Как Сашка и предполагал, Игорь за ним не погнался, и оставшись один под лестницей, кое-как докурил и направился в цех…
Тем временем Сашка вошёл в раздевалку. Он был доволен, что его трюк с броском пропуска удался: теперь Игорь должен был подумать, что Сашка на самом деле решил сбежать домой…
Подобно тому, как он выпустил из пальцев горевшую спичку, перед лицом приготовившегося прикурить от неё, — точно так же, в тот момент, когда охранник, на проходной, готовится взять пропуск, бегун как будто случайно роняет или, скорее, бросает свой пропуск прямо на стол, где обычно их уже скапливается достаточно много, и тогда охранник, как правило, уже не проверяет, имеет ли рабочий право на выход или нет. А бегун знай, не теряйся! Пока охранник соображает — жми на вертушку, если она ещё не заблокирована через педаль его ногою. И талант заключался в том, чтобы пристроиться за каким-нибудь выходящим рабочим, выронить пропуск как раз в тот момент, когда вертушка ещё в движении… "Стой!" — кричит опомнившийся вохровец вслед. Но поздно! Смелыми уверенными шагами беглец уходит, не оборачиваясь. И часто-иногда, если охранник проморгал бегуна, то делал вид, что ничего не произошло. И только глупый новичок или же очень желающий выслужиться мог бы выбежать из своей будки, оставив пост без присмотра. А беглец уже хлопает тяжёлой (о счастье!) последней дверью, вдыхает воздух свободы… И подойди к нему сейчас охранник, повтори своё "Стой!", бегун смерит его взглядом: "Тебе чего надо, малый?! Я тебя в глаза ни разу не видел…! Кто ты такой? С Родного Завода, говоришь? Это, с какого такого Завода? Я просто мимо иду… А стрелять не станешь… И пистолет у тебя только для острастки… И самому тебе выходить с "Родного-то" строго запрещено! Потому как кто же из нормальных людей пойдёт на такую поганую работу, как у тебя?.. Только лимитчик, готовый на всё ради московской прописки… И сам ты боишься быть уволенным больше меня… Потому как мне-то терять нечего! Потому как мне ничего не нужно! Потому как я — ремесленник и ПТУ-шник!.."
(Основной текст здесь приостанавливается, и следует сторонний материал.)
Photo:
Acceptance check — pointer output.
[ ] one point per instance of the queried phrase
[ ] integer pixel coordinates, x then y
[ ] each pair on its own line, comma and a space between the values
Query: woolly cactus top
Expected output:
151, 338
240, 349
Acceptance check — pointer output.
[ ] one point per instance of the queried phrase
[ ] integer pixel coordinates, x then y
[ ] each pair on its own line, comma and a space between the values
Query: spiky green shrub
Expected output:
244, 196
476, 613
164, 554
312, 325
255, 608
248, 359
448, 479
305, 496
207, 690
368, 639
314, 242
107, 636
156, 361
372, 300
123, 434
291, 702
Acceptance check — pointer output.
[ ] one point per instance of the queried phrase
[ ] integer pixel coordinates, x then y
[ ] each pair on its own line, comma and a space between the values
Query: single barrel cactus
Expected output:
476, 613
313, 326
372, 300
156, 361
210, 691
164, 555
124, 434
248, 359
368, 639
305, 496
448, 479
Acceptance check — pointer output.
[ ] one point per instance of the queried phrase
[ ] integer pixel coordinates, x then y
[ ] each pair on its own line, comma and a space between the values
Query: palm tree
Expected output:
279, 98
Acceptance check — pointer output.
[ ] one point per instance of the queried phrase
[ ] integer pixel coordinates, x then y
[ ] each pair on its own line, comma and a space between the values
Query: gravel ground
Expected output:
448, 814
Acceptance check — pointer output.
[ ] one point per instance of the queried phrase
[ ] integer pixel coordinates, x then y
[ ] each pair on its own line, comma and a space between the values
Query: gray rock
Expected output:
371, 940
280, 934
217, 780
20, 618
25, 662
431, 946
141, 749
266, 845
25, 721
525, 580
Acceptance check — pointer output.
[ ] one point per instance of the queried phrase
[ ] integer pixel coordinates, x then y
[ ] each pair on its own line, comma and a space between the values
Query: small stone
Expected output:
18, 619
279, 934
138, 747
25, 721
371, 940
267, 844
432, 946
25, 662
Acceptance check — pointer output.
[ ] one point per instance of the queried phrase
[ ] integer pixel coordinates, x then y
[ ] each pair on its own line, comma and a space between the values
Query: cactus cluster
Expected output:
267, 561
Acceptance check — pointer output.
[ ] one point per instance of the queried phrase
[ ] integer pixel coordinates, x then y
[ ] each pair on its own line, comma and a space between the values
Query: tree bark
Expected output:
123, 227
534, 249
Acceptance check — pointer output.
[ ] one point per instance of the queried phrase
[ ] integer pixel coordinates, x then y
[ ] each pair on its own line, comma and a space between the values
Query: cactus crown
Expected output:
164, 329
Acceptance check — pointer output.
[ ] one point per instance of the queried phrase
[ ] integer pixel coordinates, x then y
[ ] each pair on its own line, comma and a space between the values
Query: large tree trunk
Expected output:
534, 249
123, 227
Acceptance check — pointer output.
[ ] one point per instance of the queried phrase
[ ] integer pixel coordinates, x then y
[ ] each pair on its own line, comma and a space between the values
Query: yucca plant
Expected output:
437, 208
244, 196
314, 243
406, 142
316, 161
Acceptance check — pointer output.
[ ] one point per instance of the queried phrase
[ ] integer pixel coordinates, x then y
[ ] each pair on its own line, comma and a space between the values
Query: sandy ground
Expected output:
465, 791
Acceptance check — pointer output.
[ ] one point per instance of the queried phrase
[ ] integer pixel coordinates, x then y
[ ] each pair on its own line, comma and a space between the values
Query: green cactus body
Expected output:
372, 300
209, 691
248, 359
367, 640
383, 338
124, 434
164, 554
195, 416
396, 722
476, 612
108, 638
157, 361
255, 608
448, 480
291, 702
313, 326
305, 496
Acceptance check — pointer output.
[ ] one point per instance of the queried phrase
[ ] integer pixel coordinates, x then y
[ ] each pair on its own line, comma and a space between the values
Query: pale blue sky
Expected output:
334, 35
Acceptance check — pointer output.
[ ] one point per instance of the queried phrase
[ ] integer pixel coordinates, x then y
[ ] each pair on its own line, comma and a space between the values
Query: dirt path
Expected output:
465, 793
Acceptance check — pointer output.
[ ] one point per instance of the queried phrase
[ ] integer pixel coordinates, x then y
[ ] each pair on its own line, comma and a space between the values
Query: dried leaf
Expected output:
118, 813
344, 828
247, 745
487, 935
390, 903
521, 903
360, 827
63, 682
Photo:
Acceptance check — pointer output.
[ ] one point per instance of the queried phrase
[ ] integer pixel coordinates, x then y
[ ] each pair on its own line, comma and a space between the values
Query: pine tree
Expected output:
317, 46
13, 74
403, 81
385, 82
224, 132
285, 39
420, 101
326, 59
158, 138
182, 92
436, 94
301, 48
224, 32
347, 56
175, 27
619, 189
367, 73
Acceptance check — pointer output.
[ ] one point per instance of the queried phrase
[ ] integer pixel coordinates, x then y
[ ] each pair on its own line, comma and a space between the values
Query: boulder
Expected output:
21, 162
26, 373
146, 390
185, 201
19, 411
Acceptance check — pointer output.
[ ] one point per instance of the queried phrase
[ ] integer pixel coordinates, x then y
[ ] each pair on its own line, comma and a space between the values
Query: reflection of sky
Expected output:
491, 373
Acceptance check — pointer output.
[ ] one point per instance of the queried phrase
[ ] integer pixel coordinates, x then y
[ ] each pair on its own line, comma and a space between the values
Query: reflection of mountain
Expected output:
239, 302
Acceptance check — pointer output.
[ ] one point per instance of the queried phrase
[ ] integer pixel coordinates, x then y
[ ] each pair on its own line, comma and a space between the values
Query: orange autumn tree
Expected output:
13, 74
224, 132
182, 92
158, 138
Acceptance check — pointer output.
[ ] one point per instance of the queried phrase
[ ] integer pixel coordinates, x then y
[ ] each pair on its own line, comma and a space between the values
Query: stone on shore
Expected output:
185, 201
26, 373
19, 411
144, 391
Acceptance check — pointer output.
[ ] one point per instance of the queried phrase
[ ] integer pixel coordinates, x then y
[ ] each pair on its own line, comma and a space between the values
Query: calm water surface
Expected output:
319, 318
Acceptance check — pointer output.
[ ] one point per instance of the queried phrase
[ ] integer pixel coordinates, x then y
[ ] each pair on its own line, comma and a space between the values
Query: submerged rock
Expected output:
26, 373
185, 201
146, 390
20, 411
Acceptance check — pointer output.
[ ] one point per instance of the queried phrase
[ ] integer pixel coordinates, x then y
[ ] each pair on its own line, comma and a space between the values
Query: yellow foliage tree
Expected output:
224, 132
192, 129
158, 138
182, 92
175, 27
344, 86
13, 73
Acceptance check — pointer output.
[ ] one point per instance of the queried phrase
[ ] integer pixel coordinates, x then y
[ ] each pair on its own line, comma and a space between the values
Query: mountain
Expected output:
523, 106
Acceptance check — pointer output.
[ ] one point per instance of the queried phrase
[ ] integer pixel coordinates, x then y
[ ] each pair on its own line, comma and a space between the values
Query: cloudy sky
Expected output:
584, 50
Опасаясь, всё же, что Игорь может догадаться о трюке и последовать за ним, Саша поскорее открыл металлическую дверцу узкого "шкапа", с цифрами "99", где он и его товарищ держали сменную одежду, и… залез в него, сев на специально приспособленное сидение, в виде диеза. Теперь, оставшись, наконец, совершенно один, он мог немного подремать.
3. Дворник
Троллейбус довёз дворника до самого Завода. Кто-то вывел красным кирпичом на стене здания, где был его участок, надпись: "Хочешь жить — умей вертеться!" Завхоз приказал, во что бы то ни стало надпись стереть, и Володя занялся этой работой, не став даже мести двор. Он с усердием тёр букву за буквой мокрой щёткой, поневоле прочитывая всю надпись снова и снова, находя в ней меткую издёвку. Он с тщанием тёр пористую поверхность камня, но буквы проступали сразу, лишь только высыхала вода. И казалось, стереть их — невозможно. Время от времени дворник ходил в туалет, мыл там щётку и набирал в ведро новой воды. Он был в досаде, что не стиралась надпись, что единственный, из шести, работавший кран не давал горячей воды, что, в довершение ко всему, раковина засорилась, наполнилась до краёв холодной водой… Как нарочно, на улице светило яркое солнце, и каждый раз, как он возвращался в туалет, его глаза подолгу не могли привыкнуть к тусклому свету. С досады он плюнул прямо в раковину и пошёл курить.